The case in the southern city of Stuttgart is much smaller than the mass lawsuit by investors against the VW group that began in Brunswick on Monday.
But in both courts shareholders are seeking compensation for the losses they suffered after VW's share price plunged by 40 percent when the cheating was revealed in September 2015.
A Stuttgart court spokesman said judges would announce on October 24 whether they would proceed or adjourn hearings until a verdict was reached in the bigger VW trial, as it seeks to answer many of the same questions.
Plaintiffs in both proceedings argue that they should have been warned sooner about the risks the carmaker faced as US regulators began to question why VW diesels were more polluting on the road than in lab tests.
The auto giant eventually admitted to having installed so-called "defeat devices" in 11 million cars worldwide to dupe emissions tests.
VW insists that the cheating was carried out by a small group of engineers without superiors' knowledge.
And although executives are legally obliged to share promptly any information that could affect the share price, VW says the information it had at the time was not significant enough to warrant warning capital markets.
Repeat red flags
But plaintiffs counter that red flags were raised several times before September 2015.
Some 3,600 shareholders are suing VW for damages totalling around nine billion euros ($10.5 billion) at the Brunswick court.
In the Stuttgart case some 500 investors are asking for a billion euros, according to a law firm representing plaintiffs in both proceedings.
The holding company Porsche SE, separate from car maker Porsche AG, is mainly owned by descendants of VW Beetle inventor Ferdinand Porsche.
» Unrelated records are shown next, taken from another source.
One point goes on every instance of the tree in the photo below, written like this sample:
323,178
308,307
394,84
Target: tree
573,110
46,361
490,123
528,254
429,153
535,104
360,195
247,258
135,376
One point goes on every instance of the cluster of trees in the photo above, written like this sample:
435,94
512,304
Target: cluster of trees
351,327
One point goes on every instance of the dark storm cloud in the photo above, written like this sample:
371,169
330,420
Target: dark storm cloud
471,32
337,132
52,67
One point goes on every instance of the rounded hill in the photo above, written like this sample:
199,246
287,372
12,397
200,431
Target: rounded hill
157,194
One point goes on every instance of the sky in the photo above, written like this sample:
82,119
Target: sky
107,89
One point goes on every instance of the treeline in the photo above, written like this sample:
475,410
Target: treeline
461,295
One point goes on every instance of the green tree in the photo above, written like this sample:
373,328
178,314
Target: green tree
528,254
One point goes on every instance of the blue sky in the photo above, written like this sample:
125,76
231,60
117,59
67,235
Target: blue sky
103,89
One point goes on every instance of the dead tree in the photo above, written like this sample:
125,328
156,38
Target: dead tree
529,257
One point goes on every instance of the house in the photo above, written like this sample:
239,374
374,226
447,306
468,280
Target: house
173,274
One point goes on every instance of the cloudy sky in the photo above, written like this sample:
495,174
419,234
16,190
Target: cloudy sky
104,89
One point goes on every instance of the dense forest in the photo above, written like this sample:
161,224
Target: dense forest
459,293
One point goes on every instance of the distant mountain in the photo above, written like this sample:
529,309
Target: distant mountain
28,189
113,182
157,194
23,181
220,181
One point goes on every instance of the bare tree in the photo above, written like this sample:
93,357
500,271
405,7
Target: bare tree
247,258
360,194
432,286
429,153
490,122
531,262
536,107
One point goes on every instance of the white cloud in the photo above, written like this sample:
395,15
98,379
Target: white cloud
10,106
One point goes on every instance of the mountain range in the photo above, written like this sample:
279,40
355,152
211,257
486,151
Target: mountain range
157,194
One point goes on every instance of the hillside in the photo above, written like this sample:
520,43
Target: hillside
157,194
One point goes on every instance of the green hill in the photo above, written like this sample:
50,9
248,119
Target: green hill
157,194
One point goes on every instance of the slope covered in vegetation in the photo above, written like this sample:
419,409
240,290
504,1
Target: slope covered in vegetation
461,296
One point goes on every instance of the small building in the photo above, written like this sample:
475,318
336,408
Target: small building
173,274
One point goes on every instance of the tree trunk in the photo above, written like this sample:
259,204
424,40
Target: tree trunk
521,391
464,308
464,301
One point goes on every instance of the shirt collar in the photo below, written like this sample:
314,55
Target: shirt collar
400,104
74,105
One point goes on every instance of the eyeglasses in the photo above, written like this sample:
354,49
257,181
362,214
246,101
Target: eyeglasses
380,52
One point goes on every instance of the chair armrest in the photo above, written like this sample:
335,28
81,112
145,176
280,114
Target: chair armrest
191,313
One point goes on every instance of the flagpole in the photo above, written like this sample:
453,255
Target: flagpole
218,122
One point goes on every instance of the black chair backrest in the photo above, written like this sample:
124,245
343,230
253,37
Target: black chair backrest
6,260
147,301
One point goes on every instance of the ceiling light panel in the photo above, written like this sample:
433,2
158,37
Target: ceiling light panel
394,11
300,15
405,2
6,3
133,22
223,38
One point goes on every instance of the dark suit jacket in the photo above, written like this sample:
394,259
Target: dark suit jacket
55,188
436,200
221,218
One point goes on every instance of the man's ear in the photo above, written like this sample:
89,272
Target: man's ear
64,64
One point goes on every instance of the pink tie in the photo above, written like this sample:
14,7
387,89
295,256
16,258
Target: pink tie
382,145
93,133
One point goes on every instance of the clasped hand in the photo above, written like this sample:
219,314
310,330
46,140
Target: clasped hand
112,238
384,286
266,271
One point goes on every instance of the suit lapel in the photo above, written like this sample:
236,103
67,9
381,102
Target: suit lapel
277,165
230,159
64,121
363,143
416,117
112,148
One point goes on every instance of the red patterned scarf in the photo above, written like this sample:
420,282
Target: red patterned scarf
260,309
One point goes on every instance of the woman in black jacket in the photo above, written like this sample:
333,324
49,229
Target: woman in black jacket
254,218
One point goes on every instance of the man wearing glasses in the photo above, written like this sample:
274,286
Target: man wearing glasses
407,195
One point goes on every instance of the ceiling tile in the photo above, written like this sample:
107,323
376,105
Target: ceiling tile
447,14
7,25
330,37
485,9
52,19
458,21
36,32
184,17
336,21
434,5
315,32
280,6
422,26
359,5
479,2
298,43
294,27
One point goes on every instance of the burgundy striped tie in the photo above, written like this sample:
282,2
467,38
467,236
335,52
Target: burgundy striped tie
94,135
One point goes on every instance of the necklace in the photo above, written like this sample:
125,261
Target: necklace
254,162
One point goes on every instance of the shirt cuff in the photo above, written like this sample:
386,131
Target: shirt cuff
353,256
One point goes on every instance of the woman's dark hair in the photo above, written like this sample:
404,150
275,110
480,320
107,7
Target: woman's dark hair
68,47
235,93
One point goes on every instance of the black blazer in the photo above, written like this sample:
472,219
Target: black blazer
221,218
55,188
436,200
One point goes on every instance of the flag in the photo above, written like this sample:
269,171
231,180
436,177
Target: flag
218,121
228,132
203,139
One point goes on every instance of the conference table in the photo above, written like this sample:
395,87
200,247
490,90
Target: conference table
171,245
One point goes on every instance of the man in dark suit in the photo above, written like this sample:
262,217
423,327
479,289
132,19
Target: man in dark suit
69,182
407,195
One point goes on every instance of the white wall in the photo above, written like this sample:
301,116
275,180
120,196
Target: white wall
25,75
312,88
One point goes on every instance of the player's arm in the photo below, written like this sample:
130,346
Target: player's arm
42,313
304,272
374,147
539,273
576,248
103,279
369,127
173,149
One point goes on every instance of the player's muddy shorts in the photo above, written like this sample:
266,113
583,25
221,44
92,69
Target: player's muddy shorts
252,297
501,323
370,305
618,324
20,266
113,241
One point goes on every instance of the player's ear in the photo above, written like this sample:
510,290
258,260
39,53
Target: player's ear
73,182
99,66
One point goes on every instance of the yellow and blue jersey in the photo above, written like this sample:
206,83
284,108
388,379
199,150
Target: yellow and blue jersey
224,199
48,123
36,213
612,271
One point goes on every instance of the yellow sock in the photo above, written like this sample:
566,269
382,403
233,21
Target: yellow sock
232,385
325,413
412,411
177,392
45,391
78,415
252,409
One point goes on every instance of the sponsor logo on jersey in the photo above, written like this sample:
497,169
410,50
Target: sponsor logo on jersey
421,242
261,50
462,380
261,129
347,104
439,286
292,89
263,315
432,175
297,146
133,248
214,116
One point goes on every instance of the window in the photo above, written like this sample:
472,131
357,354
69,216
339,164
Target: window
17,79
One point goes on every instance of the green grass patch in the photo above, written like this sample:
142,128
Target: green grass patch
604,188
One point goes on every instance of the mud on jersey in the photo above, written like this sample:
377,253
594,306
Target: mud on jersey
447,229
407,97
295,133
It holds a 52.2-percent stake in VW.
Three years after the dieselgate scandal, VW remains mired in legal woes at home and abroad. It has so far paid out more than 27 billion euros in fines, vehicle buybacks, recalls and legal costs.
Also on Wednesday, a consumer protection group announced that it was teaming up with Germany's largest auto club ADAC for a US-style class action lawsuit against VW, representing duped customers.
The suit is the first of its kind in Germany and comes after the government approved a change in legislation earlier this year to help VW drivers seek compensation.
Justice Minister Katarina Barley said at the time about two million diesel owners could benefit from the new law.